Richard Conrad (August 12, 1935 – August 26, 2019) was an American singer, voice teacher, and impresario whose voice at times inhabited both the tenor and baritone ranges. He sang in opera, cabaret and musicals. He is perhaps best known for his 1963 recorded collaboration with Joan Sutherland and Marilyn Horne, conducted by Richard Bonynge, known as The Age of Bel Canto.

==Biography==
Born in Astoria, Queens, Richard Conrad studied in Boston with Harry Euler Treiber, in Germany with Gisela Rohmert, and had other studies under Felix Wolfes, Aksel Schiøtz and Pierre Bernac. In his early years Conrad was a light baritone. He soon developed the ability to pass easily into the "head" register as well as the technical facility to manage the most intricate florid passages. Treiber and others began to recommend that he might emulate the "baritones" of the 18th and early 19th centuries, many of whom sang as tenors, and he began exploring the bel canto and unusual coloratura tenor repertoire. His operatic debut was in Boston in 1961, singing in the American premiere of Mozart's La finta semplice, and later that year he made his recital debut in Washington, DC. In 1963 he was brought to the attention of Joan Sutherland and Richard Bonynge, with whom he made a series of historic recordings of the florid bel canto repertoire.

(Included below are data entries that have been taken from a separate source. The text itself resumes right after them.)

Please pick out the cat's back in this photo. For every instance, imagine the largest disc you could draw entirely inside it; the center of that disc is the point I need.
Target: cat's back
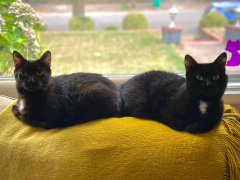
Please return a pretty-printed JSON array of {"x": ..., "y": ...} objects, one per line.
[
  {"x": 82, "y": 79},
  {"x": 145, "y": 80}
]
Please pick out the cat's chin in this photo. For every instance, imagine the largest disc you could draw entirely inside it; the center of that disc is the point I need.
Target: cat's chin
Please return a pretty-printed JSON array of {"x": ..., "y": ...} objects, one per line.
[{"x": 32, "y": 90}]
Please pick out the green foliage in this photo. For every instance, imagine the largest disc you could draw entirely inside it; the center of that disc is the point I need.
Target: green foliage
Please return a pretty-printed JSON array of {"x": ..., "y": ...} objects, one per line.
[
  {"x": 19, "y": 30},
  {"x": 213, "y": 20},
  {"x": 81, "y": 23},
  {"x": 135, "y": 21},
  {"x": 111, "y": 28}
]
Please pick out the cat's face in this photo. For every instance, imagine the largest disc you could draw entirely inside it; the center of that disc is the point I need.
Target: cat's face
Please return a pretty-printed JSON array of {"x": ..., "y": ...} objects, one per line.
[
  {"x": 207, "y": 81},
  {"x": 32, "y": 76}
]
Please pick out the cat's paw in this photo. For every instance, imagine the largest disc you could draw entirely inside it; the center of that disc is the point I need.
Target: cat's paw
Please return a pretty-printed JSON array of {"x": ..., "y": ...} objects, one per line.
[{"x": 16, "y": 112}]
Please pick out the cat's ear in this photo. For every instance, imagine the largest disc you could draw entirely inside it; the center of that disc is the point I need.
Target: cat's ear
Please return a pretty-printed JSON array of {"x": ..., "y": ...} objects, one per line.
[
  {"x": 221, "y": 59},
  {"x": 189, "y": 62},
  {"x": 18, "y": 59},
  {"x": 46, "y": 58}
]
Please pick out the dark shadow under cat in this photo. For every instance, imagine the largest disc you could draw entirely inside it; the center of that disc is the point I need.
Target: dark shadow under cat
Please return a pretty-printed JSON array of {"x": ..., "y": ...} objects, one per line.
[
  {"x": 192, "y": 104},
  {"x": 55, "y": 102}
]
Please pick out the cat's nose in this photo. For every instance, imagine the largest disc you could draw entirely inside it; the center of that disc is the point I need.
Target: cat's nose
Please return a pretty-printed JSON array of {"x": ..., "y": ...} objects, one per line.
[
  {"x": 208, "y": 82},
  {"x": 31, "y": 80}
]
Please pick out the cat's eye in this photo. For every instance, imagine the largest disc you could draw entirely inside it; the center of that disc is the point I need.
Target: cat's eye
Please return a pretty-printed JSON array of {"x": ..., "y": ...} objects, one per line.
[
  {"x": 23, "y": 73},
  {"x": 39, "y": 73},
  {"x": 200, "y": 78},
  {"x": 215, "y": 77}
]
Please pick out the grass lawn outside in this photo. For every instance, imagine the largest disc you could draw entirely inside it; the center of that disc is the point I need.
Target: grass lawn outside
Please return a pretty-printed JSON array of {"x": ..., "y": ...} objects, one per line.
[{"x": 108, "y": 52}]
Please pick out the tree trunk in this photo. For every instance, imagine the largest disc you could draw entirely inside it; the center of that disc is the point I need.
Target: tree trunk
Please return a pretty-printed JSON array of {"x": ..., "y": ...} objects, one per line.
[{"x": 78, "y": 8}]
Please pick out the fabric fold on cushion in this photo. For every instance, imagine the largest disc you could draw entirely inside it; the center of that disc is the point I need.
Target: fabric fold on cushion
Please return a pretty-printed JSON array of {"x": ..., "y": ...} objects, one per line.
[{"x": 119, "y": 148}]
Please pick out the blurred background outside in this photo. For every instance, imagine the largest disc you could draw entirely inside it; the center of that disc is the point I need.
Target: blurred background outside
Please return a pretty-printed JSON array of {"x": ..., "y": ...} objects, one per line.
[{"x": 117, "y": 36}]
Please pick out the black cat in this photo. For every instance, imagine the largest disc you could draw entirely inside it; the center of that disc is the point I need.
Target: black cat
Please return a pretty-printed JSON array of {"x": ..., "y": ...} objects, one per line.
[
  {"x": 52, "y": 102},
  {"x": 193, "y": 104}
]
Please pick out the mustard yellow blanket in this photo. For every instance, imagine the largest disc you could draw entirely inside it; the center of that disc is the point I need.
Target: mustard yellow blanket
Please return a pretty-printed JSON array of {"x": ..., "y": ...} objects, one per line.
[{"x": 120, "y": 149}]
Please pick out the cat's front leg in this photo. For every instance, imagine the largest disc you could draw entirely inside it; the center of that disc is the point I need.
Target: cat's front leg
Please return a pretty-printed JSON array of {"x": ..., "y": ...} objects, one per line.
[
  {"x": 199, "y": 127},
  {"x": 16, "y": 112}
]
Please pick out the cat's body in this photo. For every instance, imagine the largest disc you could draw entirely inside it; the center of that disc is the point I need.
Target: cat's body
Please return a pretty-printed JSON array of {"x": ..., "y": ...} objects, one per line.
[
  {"x": 182, "y": 104},
  {"x": 63, "y": 100}
]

In 1966 he settled in Rome, Italy and performed in opera, with orchestra, in recital, and on radio and television in many countries of Europe, England, the United States, Canada, and Africa. He returned to Boston in 1980 and founded the Boston Academy of Music (a reincarnation of a previously defunct organization of the same name). He managed the concert and opera repertory company for 23 years, presenting the American premiere of Sir Arthur Sullivan's grand opera Ivanhoe and many operas which had never been heard in Boston (Richard Strauss's Arabella, the original version of Verdi's La forza del destino, Rossini's La pietra del paragone, and many others). Subsequently he founded and led The Bostonian Opera and Concert Ensemble ("The Bostonians") with which he produced (and sang the role of Golaud) the New England premiere of the original version of Debussy's Pelléas et Mélisande, which was recorded by ARSIS AUDIO.

In 1983 he was the victim of a street mugging in which his voice was severely injured. After a long period of rehabilitation and retraining (under Gisela Rohmert at the Lichtenberger Institut in Germany), he reemerged (again as a baritone), specializing in the comic roles of Gilbert and Sullivan and the Italian bel canto composers.

In 1985 he began touring in revues of music by Cole Porter, Jacques Brel, Jerome Kern, Kurt Weill and Noël Coward. He made his theater debut in the premiere of Janet Hood and Bill Russell's Elegies for Angels, Punks and Raging Queens (New York 1990), and sang in the premiere of Move! at the Carre Theater in Amsterdam the following year. He has also enjoyed a success as Albin in La Cage aux Folles and as Cervantes/Don Quixote in Man of La Mancha.

Additional singing premieres include the American premiere of Haydn's Orfeo ed Euridice (1966), and the world premiere of Niccolò Castiglioni's I tre misteri (1968). As a producer, he sang and directed the American premiere of the two-act version of Donizetti's Maria Stuarda, and in 2003 he created the role of Montressor in Daniel Pinkham's The Cask of Amontillado.

For many years he was based in Boston, where his activities included teaching and mentoring, production, and stage direction, in addition to singing.

For his 70th birthday in 2005, he presented a recital of arias and songs at Massachusetts Institute of Technology. The composers included Noël Coward, Sir Arthur Sullivan, Ralph Vaughan Williams, Daniel Pinkham, Janet Hood and Henry Bishop. In 2011 he celebrated the 50th anniversary of his debut with over 40 colleagues at MIT's Kresge Auditorium.

Richard Conrad died on August 26, 2019.

==Recording==
Conrad's recordings include:
- The Age of Bel Canto, with Joan Sutherland and Marilyn Horne; Richard Bonynge conducting the London Symphony Orchestra and the New Symphony Orchestra of London
- Samuel Barber: Vanessa, complete recording
- Arthur Sullivan: "Guinevere and Other Ballads"
- Songs by Stephen Foster
- Ezra Sims: Chamber Cantata on Chinese Poems
- Noël Coward: "A Room With a View": Noël Coward songs, with William Merrill, piano.